Foragido durante algum tempo, acabou preso, julgado e condenado à pena maior, a ser cumprida em prisão de segurança máxima, dada a crueldade com que eliminou a mulher e a sogra. Tornara-se um criminoso de alta periculosidade. Foi para o presídio de Goiânia!
Dr. Miguel sempre necessitava de algum serviço em sua casa. Ora um azulejo do banheiro que se soltara, ora vazamento na válvula Hydra, ora um conserto na rede elétrica. Sabia das habilidades de Elesbão, pois, este se tornara o faz-de-tudo na prisão, e não titubeava em levá-lo à sua residência, para executar os serviços necessários. Na realidade, Elesbão era dotado de bons sentimentos. Jamais tornaria a cometer loucuras.
III
Numa das ocasiões, o detento conheceu Margarida. Os dois se olharam, e algo estranho se apossou de ambos. Era um sentimento mais forte, muito além de um simples encontro.
Então começou um namoro, que foi muito alimentado por Dona Alzira, que tudo fazia para ver Margarida feliz. Quando não havia motivo para se encontrarem na casa do Dr. Miguel, a moça conseguia a permissão de visitar Elesbão no presídio. Os filhos de Margarida, nunca tendo a oportunidade de conviver com um pai, receberam o namorado da mãe com o maior carinho e felicidade.

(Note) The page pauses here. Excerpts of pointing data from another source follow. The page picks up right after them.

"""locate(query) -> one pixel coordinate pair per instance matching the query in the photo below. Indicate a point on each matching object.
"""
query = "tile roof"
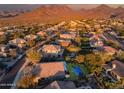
(61, 85)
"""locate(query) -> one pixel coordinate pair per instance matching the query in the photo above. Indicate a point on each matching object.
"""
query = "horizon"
(34, 6)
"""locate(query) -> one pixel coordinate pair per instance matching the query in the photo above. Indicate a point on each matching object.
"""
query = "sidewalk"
(19, 74)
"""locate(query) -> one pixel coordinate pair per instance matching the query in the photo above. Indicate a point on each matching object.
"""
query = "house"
(114, 70)
(18, 42)
(64, 43)
(30, 37)
(109, 50)
(50, 70)
(67, 36)
(96, 43)
(52, 51)
(42, 33)
(61, 85)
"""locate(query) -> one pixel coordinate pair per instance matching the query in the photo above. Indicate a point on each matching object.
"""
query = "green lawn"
(70, 67)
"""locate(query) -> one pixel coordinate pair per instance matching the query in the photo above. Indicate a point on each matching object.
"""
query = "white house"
(18, 42)
(52, 51)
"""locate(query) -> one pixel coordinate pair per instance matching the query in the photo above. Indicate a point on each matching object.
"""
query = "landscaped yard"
(72, 66)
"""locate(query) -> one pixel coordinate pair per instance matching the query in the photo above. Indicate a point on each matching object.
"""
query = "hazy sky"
(32, 6)
(88, 6)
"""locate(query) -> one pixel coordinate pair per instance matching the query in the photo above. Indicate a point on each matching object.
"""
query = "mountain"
(102, 11)
(46, 13)
(56, 13)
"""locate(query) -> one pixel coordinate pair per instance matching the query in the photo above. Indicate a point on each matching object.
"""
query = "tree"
(80, 58)
(73, 48)
(78, 40)
(31, 43)
(13, 53)
(120, 55)
(34, 56)
(26, 82)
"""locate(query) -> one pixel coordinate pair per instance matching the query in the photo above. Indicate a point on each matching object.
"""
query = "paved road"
(114, 39)
(8, 78)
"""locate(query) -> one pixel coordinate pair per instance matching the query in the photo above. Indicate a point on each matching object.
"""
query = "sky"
(89, 6)
(32, 6)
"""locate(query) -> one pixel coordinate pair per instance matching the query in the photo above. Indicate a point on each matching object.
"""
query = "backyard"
(76, 70)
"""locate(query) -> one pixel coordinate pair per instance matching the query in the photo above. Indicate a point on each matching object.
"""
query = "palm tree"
(73, 48)
(26, 82)
(34, 56)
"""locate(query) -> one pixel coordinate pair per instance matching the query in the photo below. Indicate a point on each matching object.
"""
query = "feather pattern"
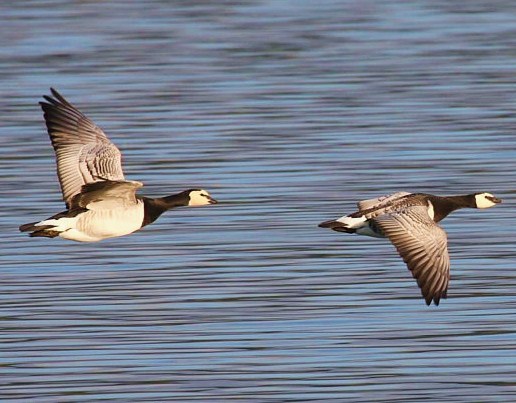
(423, 246)
(83, 152)
(379, 201)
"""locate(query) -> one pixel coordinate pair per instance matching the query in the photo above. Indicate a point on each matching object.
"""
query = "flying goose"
(100, 203)
(410, 220)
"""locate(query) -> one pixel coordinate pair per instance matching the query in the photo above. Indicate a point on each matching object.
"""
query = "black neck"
(153, 208)
(445, 205)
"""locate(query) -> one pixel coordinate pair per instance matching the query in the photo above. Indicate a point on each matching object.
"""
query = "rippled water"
(288, 112)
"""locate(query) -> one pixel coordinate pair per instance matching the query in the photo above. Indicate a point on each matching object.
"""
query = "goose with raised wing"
(100, 203)
(410, 220)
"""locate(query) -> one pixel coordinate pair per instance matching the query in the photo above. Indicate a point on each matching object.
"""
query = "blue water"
(288, 112)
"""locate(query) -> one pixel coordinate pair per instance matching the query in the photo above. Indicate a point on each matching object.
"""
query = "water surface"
(288, 112)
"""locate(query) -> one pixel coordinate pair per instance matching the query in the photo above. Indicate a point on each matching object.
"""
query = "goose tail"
(35, 230)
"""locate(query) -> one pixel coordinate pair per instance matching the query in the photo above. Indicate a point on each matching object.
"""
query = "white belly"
(94, 226)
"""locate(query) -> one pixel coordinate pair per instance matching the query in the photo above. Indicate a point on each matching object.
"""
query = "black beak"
(336, 226)
(494, 199)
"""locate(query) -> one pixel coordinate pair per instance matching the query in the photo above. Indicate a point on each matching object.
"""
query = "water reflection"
(288, 112)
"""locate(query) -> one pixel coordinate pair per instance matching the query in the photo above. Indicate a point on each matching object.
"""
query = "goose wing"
(379, 201)
(423, 246)
(106, 195)
(83, 152)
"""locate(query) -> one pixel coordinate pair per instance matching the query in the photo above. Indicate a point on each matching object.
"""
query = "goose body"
(409, 221)
(100, 202)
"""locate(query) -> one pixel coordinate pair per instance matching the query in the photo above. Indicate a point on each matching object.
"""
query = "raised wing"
(423, 246)
(106, 195)
(379, 201)
(83, 152)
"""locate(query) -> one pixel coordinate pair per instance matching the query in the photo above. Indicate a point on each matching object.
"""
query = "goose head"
(200, 197)
(486, 200)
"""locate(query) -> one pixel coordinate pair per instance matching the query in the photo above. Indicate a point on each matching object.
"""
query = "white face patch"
(482, 200)
(353, 222)
(200, 198)
(431, 213)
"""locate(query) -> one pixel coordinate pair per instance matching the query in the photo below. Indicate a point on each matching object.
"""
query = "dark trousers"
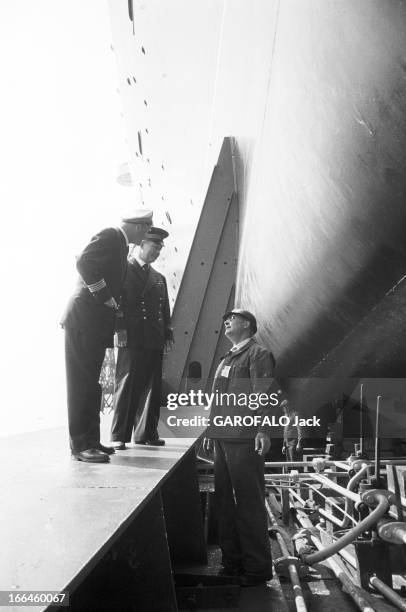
(137, 394)
(240, 501)
(84, 355)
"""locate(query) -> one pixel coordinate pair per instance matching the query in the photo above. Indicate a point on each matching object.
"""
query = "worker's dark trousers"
(137, 394)
(84, 354)
(240, 501)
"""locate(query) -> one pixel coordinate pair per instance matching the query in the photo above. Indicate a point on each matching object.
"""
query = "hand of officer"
(169, 344)
(120, 338)
(111, 303)
(262, 444)
(207, 444)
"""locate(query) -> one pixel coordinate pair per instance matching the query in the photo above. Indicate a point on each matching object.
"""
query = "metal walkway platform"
(95, 530)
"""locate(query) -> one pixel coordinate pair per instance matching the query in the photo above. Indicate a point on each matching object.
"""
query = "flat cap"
(156, 234)
(245, 314)
(142, 215)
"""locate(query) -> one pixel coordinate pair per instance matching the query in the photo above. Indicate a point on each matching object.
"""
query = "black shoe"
(155, 442)
(91, 455)
(247, 580)
(109, 450)
(230, 570)
(119, 446)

O casamento não durou muito para acontecer! A cerimônia foi na capela do presídio, tudo muito simples, como a própria situação recomendava.
Nada mudou na vida de ambos, pois, ele tinha de cumprir a pena, e ela continuar em sua atividade para se manter e criar os filhos. Passou a trabalhar somente na casa do Dr. Miguel, com salário fixo e outras vantagens.
Elesbão, por seu comportamento exemplar no cativeiro, teve sua pena bem reduzida. Em pouco tempo, viu-se livre da cadeia.
Mas, o melhor estava por vir. Durante o julgamento, jamais houve qualquer referência quanto ao motivo do crime ter sido ele ficar com os bens da sogra.
Assim, pode, através dos meios necessários, requerer judicialmente a herança, demonstrando ser o único herdeiro com direito a recebê-la.
Se obteve êxito? Até hoje não se sabe!